When the SEC filing is made, we'll get to see how the deal is structured. The $20 billion from TD Securities becomes a debt obligation of the combined company. There's a tax break in equity to debt conversion, and a second tax break for carried interest. [2]
There may be a preferred stock deal or debt refinancing so that TD gets their $20 billion back. Usually, the private equity firm exits within a few years.
Sure it is. The acquirer is borrowing money for the buyout, and the debt will become a debt of the acquired/merged company. That, by definition, is a leveraged buyout.
No, unless any control transaction using any leverage counts.
A third of the deal is financed with debt. A fifth is financed with cash. The bulk—fifty percent—is being financed with equity. An LBO would see debt and a thin tranche of cash finance the bulk of the acquisition.

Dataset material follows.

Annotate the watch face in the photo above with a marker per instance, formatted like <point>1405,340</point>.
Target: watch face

That's just for the cash part. The stock part makes no sense. For this 50/50 deal to work in principle, they'd need to issue around a billion new shares, which would massively dilute the existing ~450M shares. So Ebay shareholders would suddenly own 70% of Gamestop after the deal. It's also highly questionable if investors actually believe the combined stock is worth that much, so the stock price would probably fall and turn those 70% into >90%. At this point it basically becomes a reverse acquisition plus a large loan for the final company from the cash part of the deal.
This is not atypical; smaller company “buys” the larger company with debt on the larger company’s books. The blended shareholder mix is mostly the larger company; management comes from the smaller company.
The one I was most familiar with was the Discovery “acquisition” of Warner Brothers. Though apparently that’s a little complicated because AT&T was divesting itself of Warner.